Porém, quando os casos de doping são mais graves, com o envolvimento de  mais de um atleta, há consequências ainda mais severas. No caso russo, o Comitê Olímpico da Rússia foi banido dos Jogos de Inverno de PyeongChang 2018 e de Verão de Tóquio 2020, dada a quantidade de competidores de diferentes modalidades envolvidos. Os poucos atletas liberados para competir usaram bandeira neutra e não houve a execução do Hino Nacional russo em cerimônias no pódio quando ganharam medalhas de ouro. O professor Marco ressalta que caso o país punido seja o próximo a receber uma edição dos Jogos Olímpicos, o direito à cidade-sede pode ser revogado. 


“É um ‘e se’, mas se acontecer de os atletas dos Estados Unidos não puderem representar o seu país, os Jogos Olímpicos de Los Angeles 2028 não aconteceriam.”

Marco Antonio Bettine

 Integração global fabricada

Para Marco, a diferença de tratamento e repercussão em escândalos de doping, como o dos EUA em Paris 2024, revela como é falso o ideal de que os Jogos Olímpicos promovem a reunião dos diferentes povos e culturas ao redor do mundo.

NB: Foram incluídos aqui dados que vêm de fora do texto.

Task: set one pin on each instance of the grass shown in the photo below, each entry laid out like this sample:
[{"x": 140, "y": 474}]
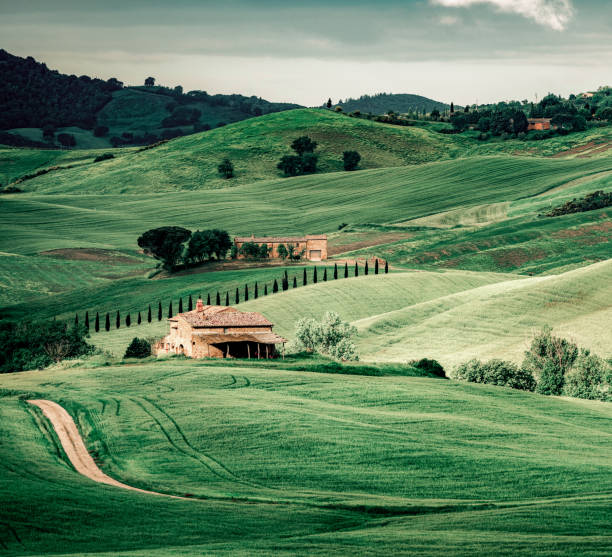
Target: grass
[{"x": 305, "y": 463}]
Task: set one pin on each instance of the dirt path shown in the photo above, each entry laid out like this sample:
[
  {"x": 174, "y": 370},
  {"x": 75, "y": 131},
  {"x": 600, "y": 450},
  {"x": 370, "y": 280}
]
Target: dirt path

Segundo ele, as Olimpíadas “não são globais e não procuram uma integração”, como apontam os discursos em torno do evento. 

De acordo com o professor, os países do sul global normalmente estão nos Jogos para mostrar que o evento realiza a integração almejada por Pierre de Coubertin quando escreveu a Carta Olímpica, em meados de 1890. Marco ressalta que é preciso considerar que cada país treina os atletas conforme suas possibilidades econômicas e, assim, não há interferência externa do Comitê Olímpico Internacional (COI) para igualar equipamentos e alimentação, por exemplo.

A desigualdade de tratamento entre os países desenvolvidos e os demais se reflete também na forma como a imprensa internacional trata os problemas de cada sede das Olimpíadas. Para o especialista, nos Jogos de Paris “chama a atenção a falta de notícias mais profundas sobre a questão do rio Sena, por exemplo, e a questão da comida. São notícias muito rasas as que nós tivemos acesso”. Em sua visão, por mais que no caso do Rio 2016 o Brasil tivesse outros problemas — como desvio de dinheiro, violência urbana e falta de saneamento básico —, as reportagens sobre esses temas eram bem detalhadas, o que não se viu com a cobertura na França.